At espnW: Women + Sports Summit, chorus of voices makes beautiful song
As we wrap up the 2018 espnW: Women + Sports Summit, I've been thinking a lot about a lunch I had the week before with a woman in her 70s. It was during Sukkot, the Jewish holiday where you celebrate those who have sheltered you and reflect on the metaphorical harvest of the prior year.
The woman was seated across from me, slight, draped in a cashmere cardigan and loose pants, and when it was her turn, said she was most grateful for the harvest of memory. Then she leaned in and told me a story about how as a girl, she'd always wanted to be an opera singer. She was qualified, auditioned and been granted acceptance to a prestigious performing arts university. But there was a problem. Her father preferred quiet in the house, and he couldn't abide her practicing. "So I was put in the position of having to learn to use my voice without making any noise."

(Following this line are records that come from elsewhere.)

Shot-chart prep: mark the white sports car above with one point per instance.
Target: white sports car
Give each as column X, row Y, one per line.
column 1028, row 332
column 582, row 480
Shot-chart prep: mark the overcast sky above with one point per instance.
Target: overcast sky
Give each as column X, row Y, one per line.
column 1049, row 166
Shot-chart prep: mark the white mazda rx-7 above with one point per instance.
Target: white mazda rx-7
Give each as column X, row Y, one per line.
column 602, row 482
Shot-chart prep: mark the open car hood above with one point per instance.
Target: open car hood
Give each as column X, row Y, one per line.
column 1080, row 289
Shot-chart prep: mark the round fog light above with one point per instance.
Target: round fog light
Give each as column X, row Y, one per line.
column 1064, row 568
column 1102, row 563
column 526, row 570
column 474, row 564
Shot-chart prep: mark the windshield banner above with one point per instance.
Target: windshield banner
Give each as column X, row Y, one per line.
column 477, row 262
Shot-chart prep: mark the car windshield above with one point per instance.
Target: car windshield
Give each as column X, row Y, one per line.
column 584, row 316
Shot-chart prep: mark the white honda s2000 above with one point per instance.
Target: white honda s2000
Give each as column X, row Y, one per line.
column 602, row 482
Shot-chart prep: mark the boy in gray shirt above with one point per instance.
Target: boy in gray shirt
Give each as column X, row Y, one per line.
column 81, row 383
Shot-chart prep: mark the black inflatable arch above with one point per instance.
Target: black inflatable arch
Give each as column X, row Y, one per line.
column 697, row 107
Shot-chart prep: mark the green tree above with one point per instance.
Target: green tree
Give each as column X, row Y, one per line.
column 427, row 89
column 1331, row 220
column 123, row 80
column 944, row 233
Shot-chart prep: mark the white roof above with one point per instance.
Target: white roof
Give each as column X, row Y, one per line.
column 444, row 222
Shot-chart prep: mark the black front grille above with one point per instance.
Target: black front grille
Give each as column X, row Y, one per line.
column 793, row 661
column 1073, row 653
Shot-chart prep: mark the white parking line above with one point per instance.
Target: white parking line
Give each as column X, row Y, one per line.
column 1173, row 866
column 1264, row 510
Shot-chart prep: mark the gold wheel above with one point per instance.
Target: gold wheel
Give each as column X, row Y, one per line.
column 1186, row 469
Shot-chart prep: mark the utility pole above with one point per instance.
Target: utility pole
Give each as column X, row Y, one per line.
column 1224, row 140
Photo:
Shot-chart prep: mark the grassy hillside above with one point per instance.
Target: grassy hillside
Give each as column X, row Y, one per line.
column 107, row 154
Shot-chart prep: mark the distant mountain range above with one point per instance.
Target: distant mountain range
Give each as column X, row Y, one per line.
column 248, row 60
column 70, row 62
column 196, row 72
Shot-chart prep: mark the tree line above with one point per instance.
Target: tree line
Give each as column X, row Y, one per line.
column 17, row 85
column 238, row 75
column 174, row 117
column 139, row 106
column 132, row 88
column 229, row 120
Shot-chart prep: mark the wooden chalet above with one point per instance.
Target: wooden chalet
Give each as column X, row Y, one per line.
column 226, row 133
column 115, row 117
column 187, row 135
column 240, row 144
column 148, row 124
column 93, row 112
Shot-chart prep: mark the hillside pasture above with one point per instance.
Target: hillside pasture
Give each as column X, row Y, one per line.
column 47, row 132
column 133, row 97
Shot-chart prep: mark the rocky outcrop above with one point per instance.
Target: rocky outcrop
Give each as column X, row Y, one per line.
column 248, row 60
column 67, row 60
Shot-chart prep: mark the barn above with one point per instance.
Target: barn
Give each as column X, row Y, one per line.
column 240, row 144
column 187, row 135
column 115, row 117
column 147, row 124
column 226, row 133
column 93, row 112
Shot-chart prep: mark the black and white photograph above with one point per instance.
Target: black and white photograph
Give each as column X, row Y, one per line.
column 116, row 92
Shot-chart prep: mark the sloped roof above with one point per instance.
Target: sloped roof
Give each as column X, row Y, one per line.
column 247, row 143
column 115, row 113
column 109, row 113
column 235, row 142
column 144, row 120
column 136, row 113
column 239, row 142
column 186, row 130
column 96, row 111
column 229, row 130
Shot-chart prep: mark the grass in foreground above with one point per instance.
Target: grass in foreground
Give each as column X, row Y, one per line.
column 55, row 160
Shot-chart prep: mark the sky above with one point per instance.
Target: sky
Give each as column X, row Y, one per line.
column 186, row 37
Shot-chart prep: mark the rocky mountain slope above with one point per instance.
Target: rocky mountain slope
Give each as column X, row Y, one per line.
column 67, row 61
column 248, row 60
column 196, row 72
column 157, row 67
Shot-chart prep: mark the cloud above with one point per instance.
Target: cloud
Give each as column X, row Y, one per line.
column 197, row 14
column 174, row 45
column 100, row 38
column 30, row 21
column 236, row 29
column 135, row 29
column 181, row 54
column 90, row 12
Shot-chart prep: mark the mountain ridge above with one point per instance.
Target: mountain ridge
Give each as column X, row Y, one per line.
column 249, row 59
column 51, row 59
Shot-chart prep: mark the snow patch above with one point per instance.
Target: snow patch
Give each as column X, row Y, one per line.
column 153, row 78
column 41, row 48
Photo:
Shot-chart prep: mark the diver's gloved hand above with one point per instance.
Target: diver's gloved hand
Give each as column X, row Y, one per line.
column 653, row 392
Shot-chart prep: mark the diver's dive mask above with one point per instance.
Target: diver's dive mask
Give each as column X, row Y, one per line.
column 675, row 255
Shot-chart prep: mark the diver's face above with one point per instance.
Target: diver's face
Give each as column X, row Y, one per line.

The sentence rang like a gong in my chest when I first heard it and I have not stopped thinking about it since.
I thought about it as I watched my W colleagues Julie Foudy and Sarah Spain and Alyssa Roenigk take the stage and command it with voices that boomed, stirred and cracked wise. I thought about it while force of nature Andra Day encouraged us to "go to the places in life or in your heart that are the scariest," before belting out a set that left the entire crowd believing we had the strength to do just that. I thought about it when the Sister Survivors told their stories of sexual abuse and pushing forward in the face of an entire organization and culture that profited from scaring them silent.
Keeping women quiet is an international preoccupation. Such has it always been. The margin of acceptable volume slim. (To say nothing of acceptable "tone.") Throughout the Summit, I thought about how this woman from the Sukkot, not too much older than I am, was denied the blessings of her gifts, her childhood dream, by her own father, simply because he wanted her to hush.
And because of that, I grabbed a microphone. And after I said my piece, I passed it to another woman, who spoke and passed it to another woman after her. And so it went. Three days, woman after woman telling her story, on stage and off, reflecting on our harvest, encircled by a swell of purpose. We had come together to shelter each other, to use our voices. And all of us, every last one of us, made noise.